The use of force is one method that countries use to advance their interests in a competitive world. If the costs of using force go down, as the sensitivity of the international system to instability goes up, then even a relatively prudent hegemon might find military action more attractive.

What’s more, the differences between the Cold War and the post-Cold War era are not so stark after all. The United States did, after all, fight numerous conflicts during the Cold War: Wars in Korea and Vietnam, invasions of Panama (twice) and Grenada, the occupation of the Dominican Republic, two interventions in Lebanon, an undeclared naval war against Iran, and airstrikes against Qaddafi’s Libya. The big wars of the era, Korea and Vietnam, dwarfed America’s post-Cold War conflicts in terms of the sustained intensity of the fighting and the number of U.S. lives lost. Not least, during the Cold War the United States carried out dozens of covert, semi-covert, or limited interventions that don’t always show up in the statistics: CIA-backed coups in third-world countries, proxy wars in places from Central America and Laos to Angola and Afghanistan, counterinsurgencies in El Salvador and the Philippines, and so on. (The United States still engages in certain types of these hybrid conflicts, but often more openly, as in the fight against the Lord’s Resistance Army in Central Africa.) An honest history of the Cold War makes the post-Cold War era seem much less of an aberration.

It’s not clear that the current era really represents a major break from earlier eras in American history, either. During the thirty years between 1898 and 1928, the United States fought two big wars, the Spanish-American War and World War I. It intervened in China during the Boxer Rebellion and Russia during its civil war. It fought a brutal counterinsurgency in the Philippines, intervened twice in the Mexican revolution, and occupied several countries in Central America and the Caribbean. Perhaps the truth is not that America somehow slipped the bonds of restraint after the Cold War, but that it—like many great powers—has long viewed the use of force as a critical, if often regrettable, component of its efforts to shape a world congenial to its interests and values. 

A SECOND tenet of the militarism myth is that America has racked up a fearsome record of failure in recent decades because it has fought so many wars so promiscuously. In fact, the U.S. performance has not been nearly as bad as its critics claim.

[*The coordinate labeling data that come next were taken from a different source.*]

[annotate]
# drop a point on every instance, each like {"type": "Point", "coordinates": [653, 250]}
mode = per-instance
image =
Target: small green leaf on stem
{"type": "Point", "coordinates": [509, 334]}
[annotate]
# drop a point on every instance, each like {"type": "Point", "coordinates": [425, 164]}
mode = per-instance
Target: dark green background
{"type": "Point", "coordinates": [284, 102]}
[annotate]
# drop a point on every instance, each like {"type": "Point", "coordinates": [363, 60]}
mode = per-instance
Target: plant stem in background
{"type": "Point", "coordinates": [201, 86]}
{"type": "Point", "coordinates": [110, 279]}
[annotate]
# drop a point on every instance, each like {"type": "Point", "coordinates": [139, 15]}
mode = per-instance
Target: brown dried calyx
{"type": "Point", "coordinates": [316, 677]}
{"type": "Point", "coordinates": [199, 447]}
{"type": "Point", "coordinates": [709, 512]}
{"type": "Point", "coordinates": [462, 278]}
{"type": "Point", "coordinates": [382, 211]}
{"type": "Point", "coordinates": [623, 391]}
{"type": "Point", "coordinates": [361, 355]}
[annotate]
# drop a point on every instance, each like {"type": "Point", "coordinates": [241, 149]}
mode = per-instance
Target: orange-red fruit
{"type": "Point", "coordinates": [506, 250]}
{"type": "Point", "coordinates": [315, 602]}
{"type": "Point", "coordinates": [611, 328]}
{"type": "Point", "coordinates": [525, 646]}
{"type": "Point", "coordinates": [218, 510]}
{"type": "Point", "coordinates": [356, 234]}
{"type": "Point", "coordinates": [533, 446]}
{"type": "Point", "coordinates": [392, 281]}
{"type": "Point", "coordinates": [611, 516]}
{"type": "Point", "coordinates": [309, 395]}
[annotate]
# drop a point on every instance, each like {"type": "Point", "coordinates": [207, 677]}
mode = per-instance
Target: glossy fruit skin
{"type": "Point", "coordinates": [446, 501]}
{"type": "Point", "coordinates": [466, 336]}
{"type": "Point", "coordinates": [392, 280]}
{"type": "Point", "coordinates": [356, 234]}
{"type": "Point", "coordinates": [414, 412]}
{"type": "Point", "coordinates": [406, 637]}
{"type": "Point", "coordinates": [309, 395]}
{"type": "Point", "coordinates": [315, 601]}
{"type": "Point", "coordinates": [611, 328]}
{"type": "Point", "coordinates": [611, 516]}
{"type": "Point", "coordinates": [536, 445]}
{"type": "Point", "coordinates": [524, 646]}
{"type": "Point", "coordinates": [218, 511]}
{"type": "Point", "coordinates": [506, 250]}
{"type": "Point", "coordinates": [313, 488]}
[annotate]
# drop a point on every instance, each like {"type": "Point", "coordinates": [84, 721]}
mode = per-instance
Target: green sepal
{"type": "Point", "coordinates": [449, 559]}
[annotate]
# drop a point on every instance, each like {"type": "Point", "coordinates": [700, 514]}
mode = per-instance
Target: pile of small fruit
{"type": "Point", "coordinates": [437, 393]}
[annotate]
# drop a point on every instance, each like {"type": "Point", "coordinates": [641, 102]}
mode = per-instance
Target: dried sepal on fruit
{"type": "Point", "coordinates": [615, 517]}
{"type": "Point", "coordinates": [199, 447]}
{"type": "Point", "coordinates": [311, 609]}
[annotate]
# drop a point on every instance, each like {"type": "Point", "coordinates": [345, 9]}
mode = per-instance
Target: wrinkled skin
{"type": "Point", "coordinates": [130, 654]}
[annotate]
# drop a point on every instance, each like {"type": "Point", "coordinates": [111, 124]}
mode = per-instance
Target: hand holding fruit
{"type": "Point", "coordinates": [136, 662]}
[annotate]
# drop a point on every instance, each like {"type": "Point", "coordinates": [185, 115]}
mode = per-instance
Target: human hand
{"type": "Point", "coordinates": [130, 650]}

The key here is understanding that America has always had a checkered history fighting limited wars because those are the wars in which it has the most trouble translating its massive power into decisive results. U.S. interventions in Haiti, the Dominican Republic, Nicaragua, and Mexico in the early twentieth century rarely left behind lasting stability. American intervention in Russia after World War I was a confused mess. During the Cold War, America achieved only a bloody, disillusioning stalemate in Korea. America’s first intervention in Lebanon, in 1958, was a comedy of errors; its second one, from 1982 to 1984, was a bloody tragedy. Vietnam was the costliest and most counterproductive limited war of all, in human and strategic terms alike.